D.A. v. Tri County Area Schools: School District Forces Students to Remove “Let’s Go Brandon” Sweatshirts


Case Overview

D.A., a minor, et al. v. Tri County Area Schools, et al. - Complaint

Tri County Area Schools does not like when students exercise their First Amendment rights. In 2022, two students at Tri County Middle School wore sweatshirts to school with the phrase “Let’s Go Brandon,” a well-known, non-profane, anti-President Biden political slogan. But school officials ordered the students to remove their political attire while allowing other students to wear apparel with different political messages, including gay-pride-themed hoodies. 

The U.S. Supreme Court made clear a half-century ago that students do not “shed their constitutional rights to freedom of speech or expression at the schoolhouse gate.” Criticizing elected officials, which is core political speech, is at the zenith of First Amendment protection. Schools should encourage students to express themselves politically because it trains the next generation of leaders to live in a pluralistic country where their neighbors and coworkers might not think, pray, or vote the same way they do. 

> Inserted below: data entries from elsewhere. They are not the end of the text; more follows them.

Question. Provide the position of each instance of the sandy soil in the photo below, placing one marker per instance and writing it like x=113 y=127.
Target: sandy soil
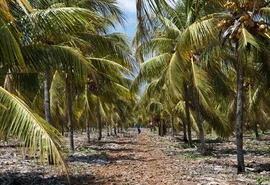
x=142 y=159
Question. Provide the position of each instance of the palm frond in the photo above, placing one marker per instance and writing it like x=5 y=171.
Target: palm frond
x=30 y=128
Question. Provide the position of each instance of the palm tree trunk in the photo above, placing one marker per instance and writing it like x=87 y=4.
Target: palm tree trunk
x=115 y=132
x=161 y=128
x=256 y=130
x=185 y=132
x=47 y=106
x=107 y=128
x=111 y=128
x=239 y=119
x=98 y=119
x=172 y=126
x=187 y=113
x=199 y=122
x=69 y=113
x=87 y=129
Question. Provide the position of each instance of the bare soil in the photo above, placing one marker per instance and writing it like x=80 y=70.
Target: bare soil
x=142 y=159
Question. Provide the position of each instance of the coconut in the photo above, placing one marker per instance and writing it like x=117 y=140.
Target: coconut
x=261 y=27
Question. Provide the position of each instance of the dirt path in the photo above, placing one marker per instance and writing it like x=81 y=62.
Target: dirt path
x=145 y=159
x=136 y=160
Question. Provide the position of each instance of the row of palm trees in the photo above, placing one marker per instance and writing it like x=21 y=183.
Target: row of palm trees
x=63 y=55
x=206 y=65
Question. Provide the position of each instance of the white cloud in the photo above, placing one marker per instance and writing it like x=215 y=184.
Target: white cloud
x=128 y=5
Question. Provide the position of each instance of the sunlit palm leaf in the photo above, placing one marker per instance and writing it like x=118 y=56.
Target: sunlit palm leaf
x=30 y=128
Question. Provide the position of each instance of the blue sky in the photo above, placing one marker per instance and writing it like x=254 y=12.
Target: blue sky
x=129 y=7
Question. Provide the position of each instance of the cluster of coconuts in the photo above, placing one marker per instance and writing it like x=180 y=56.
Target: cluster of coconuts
x=248 y=4
x=246 y=21
x=231 y=6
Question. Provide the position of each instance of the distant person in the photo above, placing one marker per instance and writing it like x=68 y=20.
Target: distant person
x=139 y=128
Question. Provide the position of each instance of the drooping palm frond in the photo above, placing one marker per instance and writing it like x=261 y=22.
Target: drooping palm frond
x=59 y=57
x=10 y=51
x=30 y=128
x=107 y=8
x=56 y=20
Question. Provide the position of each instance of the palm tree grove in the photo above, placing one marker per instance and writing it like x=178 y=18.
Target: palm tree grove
x=185 y=100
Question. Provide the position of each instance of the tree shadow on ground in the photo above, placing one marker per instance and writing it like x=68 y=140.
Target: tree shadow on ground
x=41 y=179
x=108 y=149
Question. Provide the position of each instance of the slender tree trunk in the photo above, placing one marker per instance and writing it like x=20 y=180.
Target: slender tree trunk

Tri County Area Schools’ actions are unconstitutional. Just as the First Amendment bars viewpoint discrimination in town halls and public squares, so too does it bar viewpoint discrimination against public school students. On April 25, 2023, FIRE filed a federal lawsuit seeking to block the school’s viewpoint-discriminatory ban on “Let’s Go Brandon” apparel, as well as its dress code provision banning students from wearing clothing which “calls undue attention” to the student. Whether it’s a Pride Flag, Trump flag, or Let’s Go Brandon shirt, schools can’t pick and choose which political beliefs are worthy of expression.